The group wrote in their report: “The NSFAS bank card deal favours the contractors not the students and NSFAS management spends more on offices for themselves than they allow students for accommodation.”

The tenders Outa investigated include:

  • A five-year contract for the direct payment of NSFAS allowances to students, which OUTA believes could be worth at least R1.5 billion;
  • A three-month contract to supply a digital tool to calculate student allowances; and
  • The leasing of the NSFAS head office for two years, renewable for a further three years.

Outa believes these tender awards are irregular and have questioned whether awards such as these are unnecessarily draining NSFAS funds and contributing to its cuts to student subsidies.

Since the announcement of the new direct payment system, (which will see NSFAS students receiving monthly allowances via the new Nsfas bank card) concerns have raised about how it would benefit and be advantageous to students.

Outa Portfolio Manager Rudie Heyneke said that their investigations found that the Nsfas hired service providers without them having the required banking licences to pay out student allowances at excessive rates relative to the market.

The service providers include, Coinvest Africa, Tenet Technology, Norraco Corporation and Ezaga Holdings.

“We believe the students are being locked into very expensive deals aimed at benefiting the service providers, not the students, which smacks of an enrichment scheme for the new, inexperienced companies, who stand to rake in hundreds of millions of rands at the expense of students and taxpayers,” said Heyneke.

He adds, “Outa’s research shows that most of the commercial banks in South Africa offer accounts structured for students with very low banking fees and costs and substantially more value-added services than the approved service providers.”

Outa highlighted that the four newcomers competed against established companies including the big four commercial banks for the bid: Nedbank, FNB, Standard Bank, Absa and MTN all submitted bids for this tender.

Furthermore, the two other tenders that were also investigated raised various concerns, Outa said it questions the value of these contracts, particularly in the light of the NSFAS reduction of subsidies for student accommodation.
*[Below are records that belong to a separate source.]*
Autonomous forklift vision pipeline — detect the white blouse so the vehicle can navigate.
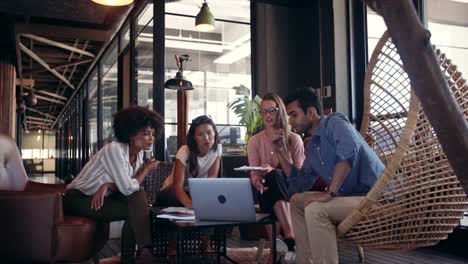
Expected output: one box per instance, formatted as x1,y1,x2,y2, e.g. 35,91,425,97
160,144,223,191
0,135,28,191
67,142,143,196
176,144,223,178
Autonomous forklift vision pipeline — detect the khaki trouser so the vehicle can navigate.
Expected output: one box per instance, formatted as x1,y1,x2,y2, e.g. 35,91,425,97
290,192,362,264
63,189,151,247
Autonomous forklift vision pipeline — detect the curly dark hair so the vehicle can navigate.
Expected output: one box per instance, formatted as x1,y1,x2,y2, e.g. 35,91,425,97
112,106,164,144
284,87,323,116
187,115,219,177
Outa noted that despite the scheme’s decision to cap accommodation allowances for the 2023 academic year, their investigation revealed that NSFAS spent more than R166-million on office rental space in Cape Town, which means on average NSFAS is paying R74,000 per employee to lease its offices per year.

With the academic year already off to a rocky start as several tertiary institution students are protesting against the cost of accommodation, Outa believes that the highlighted tenders should form part of the current investigation led by the special investigation unit as public funds are being mishandled.